-----Original Message-----
From: owner-openldap-software@OpenLDAP.org
[mailto:owner-openldap-software@OpenLDAP.org]On Behalf Of Quanah
Gibson-Mount
--On Thursday, April 03, 2003 6:41 PM -0500 Igor Brezac
<igor@ipass.net>
wrote:
> Hmm.. I do not find this to be correct. I just ran a DirectoryMark
> benchmark (100,000 entry dataset, 20 simultaneous clients, 100,000
> different search samples) on Solaris 9 - fairly recent patches, (1 CPU
> 440Mhz Ultrasparc IIi, 512MB RAM) against Openldap 2.1.16 (tpool
> patch, latest CVS SASL, Sleepycat 4.1.25). I am able to get over 800
> searches per second and with more tweaking I can probably do better.
>
> This number is probably not indicative measure of a real world
> application, but it does not indicate performance problems with Solaris
9.
> I tested Solaris 8 awhile back and it performed roughly the same.
Igor,
I unfortunately have never seen the DirectoryMark's tool results have any
resemblance to reality. You gave me the same sort of answer when I was
seeing massive problems with Solaris 8, with a rate of 4-6
queries/second. After hiring Howard Chu to work on the system, in which
he found the exact same results, an extensive set of patches were put in
to OpenLDAP and related pieces of software (cyrus-sasl, heimdal, BDB,
etc) before we got our current performance of 66/queries a second. I
have absolutely no faith in your results.
One principal difference between these two scenarios is that Stanford uses
GSSAPI for all of their LDAP sessions.
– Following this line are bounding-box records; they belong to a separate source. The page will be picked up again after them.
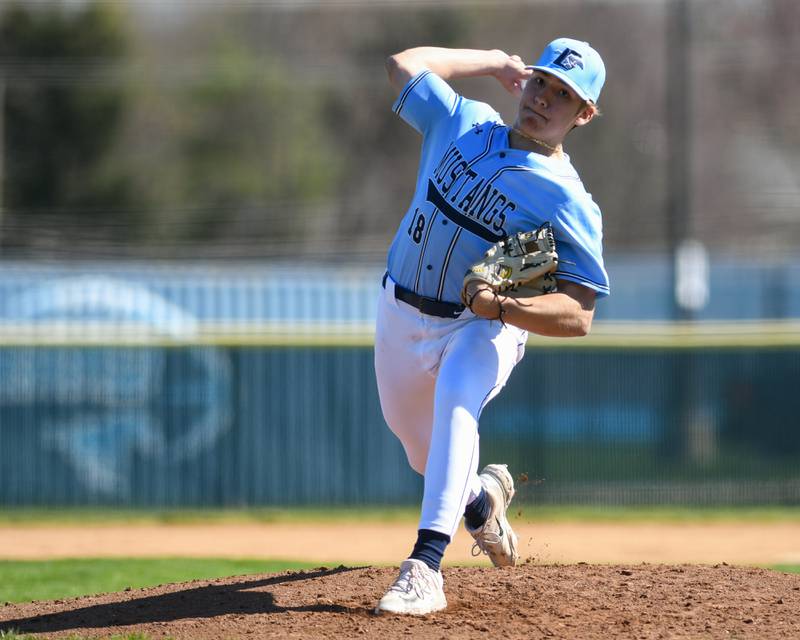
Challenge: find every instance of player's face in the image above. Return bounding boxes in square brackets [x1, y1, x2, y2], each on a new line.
[515, 70, 594, 145]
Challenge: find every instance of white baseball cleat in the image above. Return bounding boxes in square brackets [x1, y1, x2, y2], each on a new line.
[467, 464, 519, 567]
[375, 558, 447, 616]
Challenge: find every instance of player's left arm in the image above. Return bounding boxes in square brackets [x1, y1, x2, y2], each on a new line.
[469, 280, 596, 338]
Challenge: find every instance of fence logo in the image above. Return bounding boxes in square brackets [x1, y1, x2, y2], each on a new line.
[553, 48, 583, 71]
[0, 276, 233, 500]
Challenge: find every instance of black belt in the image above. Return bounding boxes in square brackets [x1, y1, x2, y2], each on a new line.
[382, 272, 464, 318]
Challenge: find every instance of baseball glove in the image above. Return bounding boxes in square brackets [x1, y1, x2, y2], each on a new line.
[461, 222, 558, 307]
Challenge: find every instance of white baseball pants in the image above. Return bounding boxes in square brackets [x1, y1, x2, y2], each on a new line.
[375, 277, 527, 538]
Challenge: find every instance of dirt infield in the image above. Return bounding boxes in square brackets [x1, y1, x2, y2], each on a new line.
[0, 563, 800, 640]
[0, 519, 800, 566]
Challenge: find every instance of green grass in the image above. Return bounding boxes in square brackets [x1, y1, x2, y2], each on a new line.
[0, 503, 800, 526]
[0, 558, 319, 606]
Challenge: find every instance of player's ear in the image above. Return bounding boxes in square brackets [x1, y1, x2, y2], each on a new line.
[575, 102, 597, 127]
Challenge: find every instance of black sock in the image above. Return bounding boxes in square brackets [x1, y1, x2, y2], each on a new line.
[409, 529, 450, 571]
[464, 487, 492, 531]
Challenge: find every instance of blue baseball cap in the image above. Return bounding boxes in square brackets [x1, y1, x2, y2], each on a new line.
[528, 38, 606, 103]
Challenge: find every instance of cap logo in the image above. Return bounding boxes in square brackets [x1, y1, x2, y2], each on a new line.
[553, 49, 583, 71]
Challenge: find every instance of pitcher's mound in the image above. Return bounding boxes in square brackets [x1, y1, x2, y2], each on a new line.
[0, 564, 800, 640]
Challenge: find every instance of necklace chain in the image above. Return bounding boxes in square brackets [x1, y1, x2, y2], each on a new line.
[511, 127, 560, 153]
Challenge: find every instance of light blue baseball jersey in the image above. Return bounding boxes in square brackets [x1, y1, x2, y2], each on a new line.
[387, 70, 609, 302]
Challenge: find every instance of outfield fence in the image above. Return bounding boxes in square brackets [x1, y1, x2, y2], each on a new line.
[0, 258, 800, 508]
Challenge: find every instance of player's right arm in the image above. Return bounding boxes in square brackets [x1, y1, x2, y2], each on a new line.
[386, 47, 533, 95]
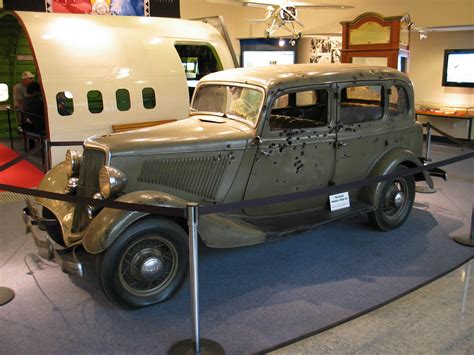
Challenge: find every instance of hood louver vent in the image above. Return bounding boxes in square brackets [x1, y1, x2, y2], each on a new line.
[138, 154, 231, 201]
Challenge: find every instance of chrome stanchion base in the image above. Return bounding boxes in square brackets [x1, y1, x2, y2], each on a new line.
[168, 339, 225, 355]
[453, 234, 474, 247]
[415, 183, 436, 194]
[0, 287, 15, 306]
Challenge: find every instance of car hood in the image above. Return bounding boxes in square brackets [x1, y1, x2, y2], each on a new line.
[85, 116, 255, 156]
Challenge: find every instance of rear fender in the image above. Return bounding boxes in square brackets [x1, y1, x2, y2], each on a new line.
[359, 149, 434, 208]
[82, 191, 187, 254]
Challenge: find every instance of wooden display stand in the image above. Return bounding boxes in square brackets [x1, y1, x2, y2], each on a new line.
[341, 12, 411, 72]
[415, 104, 474, 141]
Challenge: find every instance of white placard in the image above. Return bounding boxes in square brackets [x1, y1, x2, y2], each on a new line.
[329, 192, 351, 211]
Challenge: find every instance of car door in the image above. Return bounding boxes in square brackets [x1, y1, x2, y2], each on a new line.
[334, 82, 388, 199]
[245, 86, 336, 216]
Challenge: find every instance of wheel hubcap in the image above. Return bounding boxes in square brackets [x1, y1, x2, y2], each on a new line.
[383, 180, 407, 218]
[393, 191, 405, 208]
[119, 236, 178, 297]
[140, 257, 163, 281]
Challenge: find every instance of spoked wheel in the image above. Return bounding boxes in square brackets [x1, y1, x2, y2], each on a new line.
[368, 165, 415, 231]
[99, 219, 188, 307]
[119, 235, 178, 297]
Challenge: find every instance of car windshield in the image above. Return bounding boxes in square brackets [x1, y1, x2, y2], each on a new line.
[191, 84, 263, 127]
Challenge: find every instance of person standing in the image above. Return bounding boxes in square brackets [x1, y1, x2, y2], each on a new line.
[13, 71, 35, 128]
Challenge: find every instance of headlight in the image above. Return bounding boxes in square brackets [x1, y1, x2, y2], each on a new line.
[65, 149, 82, 178]
[99, 165, 127, 198]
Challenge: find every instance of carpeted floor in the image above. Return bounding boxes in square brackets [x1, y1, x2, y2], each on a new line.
[0, 143, 474, 354]
[0, 144, 44, 193]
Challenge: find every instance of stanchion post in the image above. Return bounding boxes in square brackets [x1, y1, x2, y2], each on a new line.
[168, 202, 224, 355]
[7, 107, 13, 149]
[43, 138, 51, 171]
[416, 122, 436, 194]
[453, 195, 474, 247]
[0, 287, 15, 306]
[187, 203, 201, 354]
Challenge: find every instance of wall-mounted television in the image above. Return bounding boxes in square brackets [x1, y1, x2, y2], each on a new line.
[443, 49, 474, 88]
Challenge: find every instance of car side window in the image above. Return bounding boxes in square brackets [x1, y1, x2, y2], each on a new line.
[269, 89, 329, 130]
[339, 85, 384, 124]
[388, 85, 409, 116]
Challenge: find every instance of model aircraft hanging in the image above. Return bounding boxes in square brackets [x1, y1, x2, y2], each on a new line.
[207, 0, 354, 45]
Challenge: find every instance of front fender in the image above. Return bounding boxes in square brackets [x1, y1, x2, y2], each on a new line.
[359, 148, 434, 208]
[82, 191, 187, 254]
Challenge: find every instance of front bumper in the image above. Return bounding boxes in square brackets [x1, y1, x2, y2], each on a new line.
[23, 199, 84, 277]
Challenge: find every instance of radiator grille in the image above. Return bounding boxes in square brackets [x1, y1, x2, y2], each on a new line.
[138, 154, 230, 200]
[72, 148, 105, 233]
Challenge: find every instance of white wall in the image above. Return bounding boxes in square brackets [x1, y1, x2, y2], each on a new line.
[409, 31, 474, 106]
[181, 0, 474, 137]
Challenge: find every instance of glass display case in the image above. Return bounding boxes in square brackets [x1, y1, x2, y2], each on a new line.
[415, 103, 474, 141]
[341, 12, 411, 72]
One major issue that we faced there
was with thread-safety issues (and memory leaks) in the Kerberos libraries
underlying the SASL/GSSAPI layer. It might be interesting to see the
numbers DirectoryMark yields when all of its clients are also using mutual
authentication and encryption using either GSSAPI or TLS. The two
scenarios also differ in the volume of actual directory data, as well as
ACLs controlling access to that data. So, as with any benchmark, the
results of one scenario cannot be meaningfully compared to any other.
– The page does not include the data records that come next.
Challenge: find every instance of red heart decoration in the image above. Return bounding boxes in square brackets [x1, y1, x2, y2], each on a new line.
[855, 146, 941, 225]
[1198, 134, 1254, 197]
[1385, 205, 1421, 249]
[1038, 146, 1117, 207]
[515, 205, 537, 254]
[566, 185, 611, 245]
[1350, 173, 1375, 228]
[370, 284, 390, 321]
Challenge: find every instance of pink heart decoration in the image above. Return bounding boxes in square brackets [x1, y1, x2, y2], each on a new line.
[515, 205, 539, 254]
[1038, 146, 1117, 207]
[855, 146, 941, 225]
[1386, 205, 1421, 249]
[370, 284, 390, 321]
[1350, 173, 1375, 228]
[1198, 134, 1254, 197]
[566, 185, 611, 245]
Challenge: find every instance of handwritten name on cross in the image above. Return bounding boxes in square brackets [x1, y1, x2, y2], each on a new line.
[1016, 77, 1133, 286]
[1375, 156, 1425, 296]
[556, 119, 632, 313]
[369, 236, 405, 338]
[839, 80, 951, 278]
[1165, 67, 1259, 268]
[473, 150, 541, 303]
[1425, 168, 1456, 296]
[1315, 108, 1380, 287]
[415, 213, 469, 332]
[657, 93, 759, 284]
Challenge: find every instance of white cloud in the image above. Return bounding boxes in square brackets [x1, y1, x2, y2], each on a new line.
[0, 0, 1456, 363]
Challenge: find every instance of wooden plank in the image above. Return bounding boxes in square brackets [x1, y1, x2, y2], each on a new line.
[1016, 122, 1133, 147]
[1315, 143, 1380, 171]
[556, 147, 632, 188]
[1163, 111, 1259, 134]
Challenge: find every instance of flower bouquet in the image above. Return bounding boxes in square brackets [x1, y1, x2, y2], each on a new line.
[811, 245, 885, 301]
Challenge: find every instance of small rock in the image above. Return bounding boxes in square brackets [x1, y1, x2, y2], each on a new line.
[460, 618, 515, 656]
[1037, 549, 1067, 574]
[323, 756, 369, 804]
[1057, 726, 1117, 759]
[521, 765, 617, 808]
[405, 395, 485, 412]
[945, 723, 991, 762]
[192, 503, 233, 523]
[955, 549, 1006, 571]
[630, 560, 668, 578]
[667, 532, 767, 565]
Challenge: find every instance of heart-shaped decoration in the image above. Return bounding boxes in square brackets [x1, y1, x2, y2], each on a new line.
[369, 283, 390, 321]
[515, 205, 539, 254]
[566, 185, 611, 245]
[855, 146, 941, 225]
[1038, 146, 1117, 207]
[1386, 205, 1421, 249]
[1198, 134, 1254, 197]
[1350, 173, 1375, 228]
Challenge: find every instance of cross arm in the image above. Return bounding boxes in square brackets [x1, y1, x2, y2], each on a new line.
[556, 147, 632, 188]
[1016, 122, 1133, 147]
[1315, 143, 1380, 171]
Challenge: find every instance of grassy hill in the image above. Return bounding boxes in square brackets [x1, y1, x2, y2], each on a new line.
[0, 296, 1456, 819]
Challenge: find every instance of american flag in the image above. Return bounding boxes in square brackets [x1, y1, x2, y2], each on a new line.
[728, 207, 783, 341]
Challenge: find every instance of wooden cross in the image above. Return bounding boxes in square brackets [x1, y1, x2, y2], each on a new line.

DirectoryMark has some value, for comparing its results to itself given
different server configurations, but that's all one should expect from it.
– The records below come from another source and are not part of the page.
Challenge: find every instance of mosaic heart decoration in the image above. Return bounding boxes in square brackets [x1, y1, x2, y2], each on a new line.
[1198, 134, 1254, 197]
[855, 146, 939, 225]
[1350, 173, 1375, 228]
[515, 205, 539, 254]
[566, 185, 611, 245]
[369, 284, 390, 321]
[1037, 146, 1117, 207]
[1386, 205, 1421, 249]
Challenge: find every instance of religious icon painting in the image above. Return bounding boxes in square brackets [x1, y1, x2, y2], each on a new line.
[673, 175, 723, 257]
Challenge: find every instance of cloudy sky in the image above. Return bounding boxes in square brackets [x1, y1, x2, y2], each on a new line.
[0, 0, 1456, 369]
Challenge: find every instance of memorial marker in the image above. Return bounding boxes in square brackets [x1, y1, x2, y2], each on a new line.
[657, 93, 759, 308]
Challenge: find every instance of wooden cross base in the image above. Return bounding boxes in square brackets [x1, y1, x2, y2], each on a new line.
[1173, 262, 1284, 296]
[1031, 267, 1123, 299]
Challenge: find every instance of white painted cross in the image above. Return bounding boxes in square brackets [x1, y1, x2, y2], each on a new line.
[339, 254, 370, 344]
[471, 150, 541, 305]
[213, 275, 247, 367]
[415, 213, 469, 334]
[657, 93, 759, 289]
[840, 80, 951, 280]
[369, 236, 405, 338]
The fact that DirectoryMark yields comparable numbers for Solaris 8 and
Solaris 9 is mildly interesting, but as we learned in great detail at
Stanford, the addition of other major components (SASL, Kerberos) to the
picture drastically alters the runtime environment and its behavior. Your
numbers won't tell the whole story until you take this into account.